Yes, that is how it will be in the museum. Next year or the year after. But one day soon.

 

Melitta is on her roof again. I can see her there from my window. I have the top apartment, Number Five. She is Number Three. Such a colour she is, there on her rug. Milky coffee, I think. And a constellation of moles on her right shoulder. There she drowses with her cup of mint tea and her John Grisham. Perhaps she does not realise I overlook her roof. Perhaps she does. My window is narrow, with a wire gauze nailed over the outside. Perhaps she thinks I cannot see. Perhaps she thinks I can. But there she lies. Naked, oiled. Her hair a cable. Her arse a black crucifix.

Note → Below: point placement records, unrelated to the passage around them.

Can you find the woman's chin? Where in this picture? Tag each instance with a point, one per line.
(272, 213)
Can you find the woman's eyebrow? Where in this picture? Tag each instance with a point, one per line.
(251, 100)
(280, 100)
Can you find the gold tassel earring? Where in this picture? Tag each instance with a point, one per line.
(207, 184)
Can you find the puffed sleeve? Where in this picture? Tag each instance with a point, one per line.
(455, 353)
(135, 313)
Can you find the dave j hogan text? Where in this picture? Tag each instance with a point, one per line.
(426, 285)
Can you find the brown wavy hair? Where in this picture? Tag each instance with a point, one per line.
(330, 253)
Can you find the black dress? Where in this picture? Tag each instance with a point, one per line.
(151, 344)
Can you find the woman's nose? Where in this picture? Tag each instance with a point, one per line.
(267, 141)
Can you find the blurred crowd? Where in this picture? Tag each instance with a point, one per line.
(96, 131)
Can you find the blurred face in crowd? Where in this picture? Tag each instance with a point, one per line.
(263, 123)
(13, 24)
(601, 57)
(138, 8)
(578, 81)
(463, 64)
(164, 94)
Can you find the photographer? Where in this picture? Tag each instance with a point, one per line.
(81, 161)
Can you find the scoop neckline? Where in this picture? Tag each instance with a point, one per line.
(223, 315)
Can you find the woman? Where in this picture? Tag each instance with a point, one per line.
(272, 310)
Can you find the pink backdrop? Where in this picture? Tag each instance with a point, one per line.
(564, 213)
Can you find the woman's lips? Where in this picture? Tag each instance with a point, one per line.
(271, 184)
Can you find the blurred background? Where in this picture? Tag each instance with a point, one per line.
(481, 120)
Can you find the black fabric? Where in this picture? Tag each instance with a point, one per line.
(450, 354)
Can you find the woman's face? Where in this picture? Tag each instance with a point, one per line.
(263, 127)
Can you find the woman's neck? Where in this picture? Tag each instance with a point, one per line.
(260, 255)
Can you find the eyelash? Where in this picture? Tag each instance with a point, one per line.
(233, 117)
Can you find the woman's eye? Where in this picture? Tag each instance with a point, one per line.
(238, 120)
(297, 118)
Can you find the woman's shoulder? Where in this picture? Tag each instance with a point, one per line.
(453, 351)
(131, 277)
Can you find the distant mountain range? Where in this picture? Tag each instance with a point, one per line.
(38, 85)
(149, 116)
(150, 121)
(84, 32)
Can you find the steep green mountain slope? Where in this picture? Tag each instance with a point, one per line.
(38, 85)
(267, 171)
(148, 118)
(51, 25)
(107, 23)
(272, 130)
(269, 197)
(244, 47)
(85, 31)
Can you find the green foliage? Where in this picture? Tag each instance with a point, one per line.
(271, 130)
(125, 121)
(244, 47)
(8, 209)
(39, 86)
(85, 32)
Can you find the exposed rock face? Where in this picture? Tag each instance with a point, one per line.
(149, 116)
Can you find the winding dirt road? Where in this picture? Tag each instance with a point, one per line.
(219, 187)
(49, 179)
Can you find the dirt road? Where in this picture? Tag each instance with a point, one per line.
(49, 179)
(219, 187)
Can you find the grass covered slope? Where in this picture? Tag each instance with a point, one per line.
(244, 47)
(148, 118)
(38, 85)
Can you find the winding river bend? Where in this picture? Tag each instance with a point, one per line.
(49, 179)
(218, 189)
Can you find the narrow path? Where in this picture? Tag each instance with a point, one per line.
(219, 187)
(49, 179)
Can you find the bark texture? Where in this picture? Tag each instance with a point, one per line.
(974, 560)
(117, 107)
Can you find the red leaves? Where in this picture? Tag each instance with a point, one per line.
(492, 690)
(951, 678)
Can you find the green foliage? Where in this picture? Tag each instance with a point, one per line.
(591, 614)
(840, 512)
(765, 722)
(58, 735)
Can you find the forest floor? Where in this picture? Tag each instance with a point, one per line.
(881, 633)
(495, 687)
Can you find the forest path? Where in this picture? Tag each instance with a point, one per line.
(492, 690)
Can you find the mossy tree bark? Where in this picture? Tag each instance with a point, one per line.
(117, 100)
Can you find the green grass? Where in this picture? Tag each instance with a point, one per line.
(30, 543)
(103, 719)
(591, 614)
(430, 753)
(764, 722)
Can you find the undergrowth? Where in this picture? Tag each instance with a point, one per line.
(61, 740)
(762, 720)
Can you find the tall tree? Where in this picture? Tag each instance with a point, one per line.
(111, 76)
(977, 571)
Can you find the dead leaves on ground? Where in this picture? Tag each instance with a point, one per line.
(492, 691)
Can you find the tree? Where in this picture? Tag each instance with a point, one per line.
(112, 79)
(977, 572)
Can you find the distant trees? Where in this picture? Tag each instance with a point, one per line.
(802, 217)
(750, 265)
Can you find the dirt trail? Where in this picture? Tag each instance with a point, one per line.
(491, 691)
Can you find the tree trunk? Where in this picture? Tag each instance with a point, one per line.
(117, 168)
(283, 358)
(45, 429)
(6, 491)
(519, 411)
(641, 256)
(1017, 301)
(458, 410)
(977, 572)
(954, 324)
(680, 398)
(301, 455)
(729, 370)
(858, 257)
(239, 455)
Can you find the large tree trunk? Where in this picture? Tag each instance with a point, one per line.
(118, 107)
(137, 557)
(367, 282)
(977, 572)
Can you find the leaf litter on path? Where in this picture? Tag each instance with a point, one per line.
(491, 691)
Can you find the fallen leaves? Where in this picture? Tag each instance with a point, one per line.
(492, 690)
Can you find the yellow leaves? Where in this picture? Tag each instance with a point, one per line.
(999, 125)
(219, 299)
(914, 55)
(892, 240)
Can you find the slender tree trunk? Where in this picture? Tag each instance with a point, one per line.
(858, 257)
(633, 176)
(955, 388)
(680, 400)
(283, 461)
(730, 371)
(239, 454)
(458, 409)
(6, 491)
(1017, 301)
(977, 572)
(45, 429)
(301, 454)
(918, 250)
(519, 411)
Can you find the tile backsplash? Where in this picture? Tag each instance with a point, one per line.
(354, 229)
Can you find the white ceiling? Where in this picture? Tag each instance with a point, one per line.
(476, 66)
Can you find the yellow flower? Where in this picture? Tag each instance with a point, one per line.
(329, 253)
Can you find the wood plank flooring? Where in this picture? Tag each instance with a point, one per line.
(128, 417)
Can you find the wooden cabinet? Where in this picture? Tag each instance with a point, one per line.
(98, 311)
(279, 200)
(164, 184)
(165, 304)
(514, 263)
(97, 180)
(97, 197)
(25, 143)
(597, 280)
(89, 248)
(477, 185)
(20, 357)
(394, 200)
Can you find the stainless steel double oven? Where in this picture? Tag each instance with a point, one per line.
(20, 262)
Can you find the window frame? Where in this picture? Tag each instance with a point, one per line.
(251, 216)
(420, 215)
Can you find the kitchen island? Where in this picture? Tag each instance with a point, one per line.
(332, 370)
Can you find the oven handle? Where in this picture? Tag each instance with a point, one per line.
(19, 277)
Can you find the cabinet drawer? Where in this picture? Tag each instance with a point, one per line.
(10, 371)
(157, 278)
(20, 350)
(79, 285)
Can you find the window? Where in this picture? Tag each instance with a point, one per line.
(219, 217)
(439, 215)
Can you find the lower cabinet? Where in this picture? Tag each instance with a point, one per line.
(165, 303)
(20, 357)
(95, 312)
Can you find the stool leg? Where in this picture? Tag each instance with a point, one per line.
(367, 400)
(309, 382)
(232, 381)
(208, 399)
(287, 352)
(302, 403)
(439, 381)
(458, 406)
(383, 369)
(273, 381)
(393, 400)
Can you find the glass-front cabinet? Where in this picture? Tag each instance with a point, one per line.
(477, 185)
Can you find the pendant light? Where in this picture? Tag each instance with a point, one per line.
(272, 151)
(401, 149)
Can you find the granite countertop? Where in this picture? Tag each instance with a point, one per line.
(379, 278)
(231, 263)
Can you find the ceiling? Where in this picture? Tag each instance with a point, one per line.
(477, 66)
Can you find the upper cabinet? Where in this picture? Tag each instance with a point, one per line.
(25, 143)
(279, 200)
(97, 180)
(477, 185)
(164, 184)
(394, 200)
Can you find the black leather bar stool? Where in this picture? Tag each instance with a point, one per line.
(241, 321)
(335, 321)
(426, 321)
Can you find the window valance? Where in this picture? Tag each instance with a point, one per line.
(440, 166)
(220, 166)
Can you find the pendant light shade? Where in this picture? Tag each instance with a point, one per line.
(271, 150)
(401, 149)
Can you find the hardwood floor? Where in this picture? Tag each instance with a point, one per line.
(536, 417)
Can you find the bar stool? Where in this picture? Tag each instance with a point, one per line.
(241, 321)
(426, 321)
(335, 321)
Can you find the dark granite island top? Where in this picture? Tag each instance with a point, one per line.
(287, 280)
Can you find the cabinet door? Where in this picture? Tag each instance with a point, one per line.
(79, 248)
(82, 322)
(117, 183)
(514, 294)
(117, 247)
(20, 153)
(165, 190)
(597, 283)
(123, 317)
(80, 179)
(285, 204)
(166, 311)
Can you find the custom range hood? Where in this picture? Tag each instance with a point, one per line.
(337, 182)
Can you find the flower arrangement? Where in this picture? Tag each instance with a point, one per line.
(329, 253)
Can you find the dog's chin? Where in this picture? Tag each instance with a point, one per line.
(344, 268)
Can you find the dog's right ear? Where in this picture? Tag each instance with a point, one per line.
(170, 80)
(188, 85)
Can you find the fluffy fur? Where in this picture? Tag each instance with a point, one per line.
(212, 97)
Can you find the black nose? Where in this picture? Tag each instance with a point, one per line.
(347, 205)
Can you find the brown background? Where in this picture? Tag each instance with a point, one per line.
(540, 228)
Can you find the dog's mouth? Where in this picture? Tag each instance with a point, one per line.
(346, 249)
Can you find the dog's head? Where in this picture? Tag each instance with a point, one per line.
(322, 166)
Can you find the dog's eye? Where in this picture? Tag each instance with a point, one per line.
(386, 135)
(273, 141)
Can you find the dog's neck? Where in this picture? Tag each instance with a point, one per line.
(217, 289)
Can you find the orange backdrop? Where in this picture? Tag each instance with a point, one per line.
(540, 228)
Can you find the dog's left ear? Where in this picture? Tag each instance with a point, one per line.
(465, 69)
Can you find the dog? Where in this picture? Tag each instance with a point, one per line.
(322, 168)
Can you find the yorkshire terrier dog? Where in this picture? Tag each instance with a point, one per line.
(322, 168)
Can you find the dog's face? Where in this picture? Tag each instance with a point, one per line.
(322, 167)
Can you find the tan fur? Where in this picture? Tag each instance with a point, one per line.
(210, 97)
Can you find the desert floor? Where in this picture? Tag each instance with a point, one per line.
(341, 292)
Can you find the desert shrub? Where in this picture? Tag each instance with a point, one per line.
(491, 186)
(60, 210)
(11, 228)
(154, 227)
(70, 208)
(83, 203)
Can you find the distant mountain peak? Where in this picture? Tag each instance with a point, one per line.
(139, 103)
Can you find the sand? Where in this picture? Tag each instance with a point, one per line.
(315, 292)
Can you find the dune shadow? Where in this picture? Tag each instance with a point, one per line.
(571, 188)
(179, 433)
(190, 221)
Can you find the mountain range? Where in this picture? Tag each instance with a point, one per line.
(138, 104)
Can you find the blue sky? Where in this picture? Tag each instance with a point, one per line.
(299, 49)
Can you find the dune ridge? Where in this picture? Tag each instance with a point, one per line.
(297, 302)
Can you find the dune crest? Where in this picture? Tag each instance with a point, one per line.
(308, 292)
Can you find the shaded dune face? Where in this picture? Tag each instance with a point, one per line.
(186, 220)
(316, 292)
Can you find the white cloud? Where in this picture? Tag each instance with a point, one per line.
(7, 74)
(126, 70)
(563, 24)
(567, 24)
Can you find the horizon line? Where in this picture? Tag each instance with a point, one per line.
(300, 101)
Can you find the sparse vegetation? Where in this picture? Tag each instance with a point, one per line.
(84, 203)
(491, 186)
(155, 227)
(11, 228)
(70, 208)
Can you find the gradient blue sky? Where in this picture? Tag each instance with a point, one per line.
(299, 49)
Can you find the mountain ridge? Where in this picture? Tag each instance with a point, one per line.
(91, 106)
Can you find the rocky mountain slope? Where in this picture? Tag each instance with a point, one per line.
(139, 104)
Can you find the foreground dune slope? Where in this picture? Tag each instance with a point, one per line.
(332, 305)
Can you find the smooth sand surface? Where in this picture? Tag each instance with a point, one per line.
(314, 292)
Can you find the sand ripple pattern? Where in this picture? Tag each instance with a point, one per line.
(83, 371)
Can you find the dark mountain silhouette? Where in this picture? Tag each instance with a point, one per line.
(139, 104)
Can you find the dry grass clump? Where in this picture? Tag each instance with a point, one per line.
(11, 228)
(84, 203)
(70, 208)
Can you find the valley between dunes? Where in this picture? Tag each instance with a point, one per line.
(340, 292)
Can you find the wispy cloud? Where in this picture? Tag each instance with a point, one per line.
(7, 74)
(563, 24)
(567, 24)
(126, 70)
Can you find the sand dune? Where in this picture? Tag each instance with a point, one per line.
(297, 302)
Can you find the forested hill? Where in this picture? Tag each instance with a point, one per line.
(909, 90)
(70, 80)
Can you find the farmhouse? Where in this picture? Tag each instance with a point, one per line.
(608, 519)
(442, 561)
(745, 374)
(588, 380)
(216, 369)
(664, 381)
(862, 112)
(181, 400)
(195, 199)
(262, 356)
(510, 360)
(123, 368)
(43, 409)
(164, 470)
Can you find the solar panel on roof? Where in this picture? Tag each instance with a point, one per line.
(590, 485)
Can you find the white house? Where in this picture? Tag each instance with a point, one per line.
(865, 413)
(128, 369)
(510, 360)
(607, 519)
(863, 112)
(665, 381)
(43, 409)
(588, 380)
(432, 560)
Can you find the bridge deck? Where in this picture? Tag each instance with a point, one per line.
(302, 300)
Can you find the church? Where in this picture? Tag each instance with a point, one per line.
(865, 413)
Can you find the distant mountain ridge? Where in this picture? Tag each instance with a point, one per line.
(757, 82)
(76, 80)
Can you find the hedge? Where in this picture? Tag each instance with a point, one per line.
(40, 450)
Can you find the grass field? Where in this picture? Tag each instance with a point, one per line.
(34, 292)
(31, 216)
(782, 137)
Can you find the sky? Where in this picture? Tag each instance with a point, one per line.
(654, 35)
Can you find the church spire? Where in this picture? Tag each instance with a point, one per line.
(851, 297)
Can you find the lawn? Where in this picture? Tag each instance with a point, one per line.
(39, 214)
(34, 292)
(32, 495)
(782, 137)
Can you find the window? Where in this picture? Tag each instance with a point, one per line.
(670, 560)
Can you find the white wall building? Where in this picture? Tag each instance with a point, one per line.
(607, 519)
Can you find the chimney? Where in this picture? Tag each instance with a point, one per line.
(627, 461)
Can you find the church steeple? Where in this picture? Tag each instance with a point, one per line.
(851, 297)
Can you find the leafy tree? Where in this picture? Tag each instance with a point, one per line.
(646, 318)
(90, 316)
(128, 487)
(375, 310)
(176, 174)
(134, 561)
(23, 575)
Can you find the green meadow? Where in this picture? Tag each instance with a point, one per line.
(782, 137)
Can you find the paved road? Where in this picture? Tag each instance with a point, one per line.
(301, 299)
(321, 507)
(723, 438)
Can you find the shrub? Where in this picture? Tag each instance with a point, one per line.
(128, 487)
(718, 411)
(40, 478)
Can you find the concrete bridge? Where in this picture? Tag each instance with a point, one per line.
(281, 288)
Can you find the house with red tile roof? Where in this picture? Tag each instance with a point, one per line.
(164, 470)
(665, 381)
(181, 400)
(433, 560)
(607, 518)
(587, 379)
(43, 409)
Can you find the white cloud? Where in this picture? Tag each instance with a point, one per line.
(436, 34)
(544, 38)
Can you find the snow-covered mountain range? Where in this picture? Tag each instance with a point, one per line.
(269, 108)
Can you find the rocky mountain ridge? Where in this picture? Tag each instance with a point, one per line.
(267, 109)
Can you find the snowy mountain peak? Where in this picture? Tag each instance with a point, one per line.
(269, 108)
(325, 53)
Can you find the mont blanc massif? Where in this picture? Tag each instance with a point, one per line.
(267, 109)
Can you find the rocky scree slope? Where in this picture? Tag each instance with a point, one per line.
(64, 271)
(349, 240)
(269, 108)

Hello, Max, she will say on the stairs, looking at my red hair.

Hello Melitta, I will say.

How is Triq Zekka treating you? she will ask.

It's wonderful, I will say.

And your work?

It goes well, I always smile. Very well.

I'm glad, she will say as she unlatches the door with its iron bolts and she steps into the white light of the morning, or the unearthly mauve of an evening thunderstorm here on the island of lightning.

Triq Zekka is Old Mint Street. I've been here a month. Cheap because the ablutions are not what they might be. Because cockroaches wave their arms from behind the plaster, the plaster that falls and lies white in the webs, grey in my hair.